Platform cost comparison
Creator estimates for a ~3-min film ≈ 50 generations × 10s @ 720p ^[inferred — these are the creator’s own estimates, not vendor-published pricing]:
| Platform | Approx. cost | Notes |
|---|---|---|
| Polo AI | ~$109/yr | With a 50%-off Seedance deal; fastest queue (~3-4 min/gen); the sponsor |
| Open Art | ~$70 | Infinite plan only ~half the needed credits → Wonder tier ~$240 upfront |
| Runway Explore | ~$76 | Slowest queue (~8-10 min/gen) |
| Higgsfield Ultra | competitive | Creator dislikes the site UX |
| fal.ai | per-generation | Pay-as-you-go for the fast model |
An Ultra/annual plan is generally required to hit the lowest per-clip cost.
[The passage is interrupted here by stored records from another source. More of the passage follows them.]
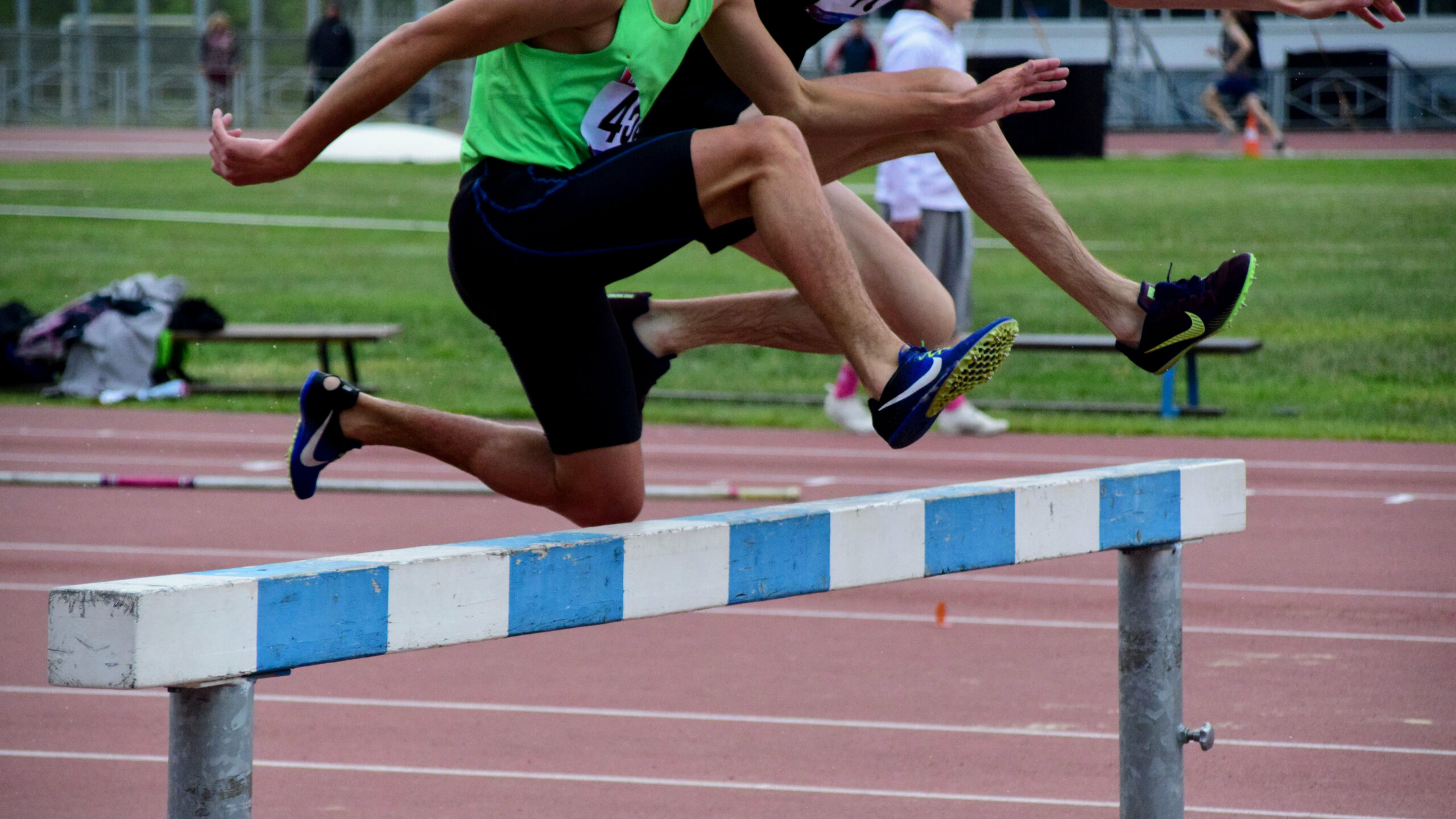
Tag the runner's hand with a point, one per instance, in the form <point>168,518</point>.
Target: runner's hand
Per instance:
<point>246,162</point>
<point>1363,9</point>
<point>1002,95</point>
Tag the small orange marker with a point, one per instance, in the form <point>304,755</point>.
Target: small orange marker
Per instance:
<point>1251,136</point>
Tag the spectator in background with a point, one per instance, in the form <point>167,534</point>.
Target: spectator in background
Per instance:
<point>854,53</point>
<point>921,201</point>
<point>1242,65</point>
<point>217,60</point>
<point>331,50</point>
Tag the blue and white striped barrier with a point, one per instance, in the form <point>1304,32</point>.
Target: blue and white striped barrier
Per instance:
<point>206,626</point>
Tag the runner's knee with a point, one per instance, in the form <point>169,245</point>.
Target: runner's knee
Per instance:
<point>775,142</point>
<point>602,507</point>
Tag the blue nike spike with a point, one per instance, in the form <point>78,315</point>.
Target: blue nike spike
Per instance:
<point>929,379</point>
<point>319,439</point>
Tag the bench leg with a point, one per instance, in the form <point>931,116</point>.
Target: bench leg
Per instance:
<point>349,359</point>
<point>1193,379</point>
<point>1149,662</point>
<point>210,751</point>
<point>1169,407</point>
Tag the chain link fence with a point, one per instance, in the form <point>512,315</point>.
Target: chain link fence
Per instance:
<point>107,75</point>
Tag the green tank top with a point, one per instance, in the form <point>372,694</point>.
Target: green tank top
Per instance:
<point>539,107</point>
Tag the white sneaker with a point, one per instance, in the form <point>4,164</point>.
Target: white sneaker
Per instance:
<point>849,413</point>
<point>967,420</point>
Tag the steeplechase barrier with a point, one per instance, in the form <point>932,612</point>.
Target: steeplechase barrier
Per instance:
<point>209,636</point>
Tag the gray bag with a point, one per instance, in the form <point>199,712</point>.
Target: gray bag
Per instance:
<point>117,349</point>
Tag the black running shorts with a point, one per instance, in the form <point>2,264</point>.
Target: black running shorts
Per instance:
<point>702,97</point>
<point>532,251</point>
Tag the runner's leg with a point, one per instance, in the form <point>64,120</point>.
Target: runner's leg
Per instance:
<point>513,461</point>
<point>903,291</point>
<point>999,190</point>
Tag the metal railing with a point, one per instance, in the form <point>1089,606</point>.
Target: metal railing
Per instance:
<point>1398,98</point>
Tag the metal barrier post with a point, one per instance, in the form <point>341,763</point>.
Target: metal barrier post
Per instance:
<point>1149,665</point>
<point>210,752</point>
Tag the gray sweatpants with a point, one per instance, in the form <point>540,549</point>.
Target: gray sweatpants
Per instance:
<point>944,244</point>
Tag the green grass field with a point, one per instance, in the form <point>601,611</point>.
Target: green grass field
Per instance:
<point>1355,297</point>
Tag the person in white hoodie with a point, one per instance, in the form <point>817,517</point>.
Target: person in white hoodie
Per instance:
<point>924,206</point>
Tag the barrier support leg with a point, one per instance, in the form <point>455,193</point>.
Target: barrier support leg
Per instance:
<point>210,752</point>
<point>1149,664</point>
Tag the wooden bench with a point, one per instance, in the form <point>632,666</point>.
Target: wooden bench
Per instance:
<point>321,334</point>
<point>1069,343</point>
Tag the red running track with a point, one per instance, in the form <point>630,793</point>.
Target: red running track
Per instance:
<point>1321,643</point>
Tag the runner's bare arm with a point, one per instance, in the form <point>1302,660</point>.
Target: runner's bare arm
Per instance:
<point>756,65</point>
<point>1308,9</point>
<point>456,31</point>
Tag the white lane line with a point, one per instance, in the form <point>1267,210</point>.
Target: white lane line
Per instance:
<point>664,781</point>
<point>1353,494</point>
<point>146,435</point>
<point>190,551</point>
<point>213,218</point>
<point>983,577</point>
<point>239,462</point>
<point>713,717</point>
<point>963,577</point>
<point>832,614</point>
<point>801,478</point>
<point>749,451</point>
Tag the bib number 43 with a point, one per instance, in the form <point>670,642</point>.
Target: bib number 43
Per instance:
<point>615,115</point>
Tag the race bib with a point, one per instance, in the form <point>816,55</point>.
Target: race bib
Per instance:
<point>615,115</point>
<point>839,12</point>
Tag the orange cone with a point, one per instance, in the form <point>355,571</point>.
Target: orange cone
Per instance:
<point>1251,136</point>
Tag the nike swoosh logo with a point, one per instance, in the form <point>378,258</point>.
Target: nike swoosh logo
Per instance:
<point>306,457</point>
<point>929,375</point>
<point>1194,331</point>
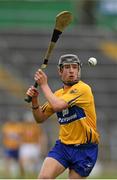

See Higgsfield for the Ultra-tier context.
Gemini Omni vs Seedance 2.0 (same prompts)
- Gemini Omni excels at editing real video — VFX-grade object edits, outpainting — but fails 2D-animation character consistency, drifts toward photoreal, is capped at ~10s, allows only ~2-3 generations/day, and has no generation API.
- Seedance 2.0 wins for believable, consistent 2D animated film because it’s a true omni model that takes multiple image/video references. ^[inferred — the “true omni model” framing is the creator’s]
Try It
- Run pre-production through Codex (or Claude Code): have it write your generation prompts and research current Seedance prompting conventions before you spend a single video credit.
- Generate 2D art with GPT Image 2 for detailed hand-drawn styles (it beat Nano Banana 2 here); build a character-reference sheet but prompt for a single character per shot to dodge the clone bug.
- Pick the platform by queue speed, not just price — Polo AI’s ~3-4 min/gen beats Runway’s ~8-10 min when you’re running 30-50 clips.
- Plan a voice-replacement pass in ElevenLabs (stability ~40-50%, high similarity, one file per line) — assume native Seedance dialogue is unusable for any character with a recognizable voice.
- Budget a finishing pass for ambiance + SFX after muting native audio, and edit defensively (splice failed clips, end a few frames early).
Related
- FREE Seedance 2.0 Claude Skill — Multi-Model AI Filmmaking (LTX Studio) — the Claude-Skill route to the same Seedance shot-prompting; this article is the Polo-AI + post-production-fix counterpart
- HeyGen Avatar Shots + Seedance 2.0 — Seedance inside HeyGen with the 5-element cinematic prompt framework
- Higgsfield Overview — alternative generation platform (Ultra tier referenced in the cost table)
- Codex + MagicPath Design Workflow — the Codex CLI pre-production surface used here
- video-use — Claude Code skill for the transcript-driven editing/assembly stage
- OpenCut — open-source NLE for the splice-and-trim finishing pass
Open Questions
- Exact per-clip pricing is the creator’s estimate, not vendor-published — verify against current Polo AI / Open Art / Runway / fal.ai rate cards before budgeting.
- The video is a single-creator workflow; the “~70-80% of streaming quality” and “20-30 hrs” figures are self-reported and uncalibrated against other operators.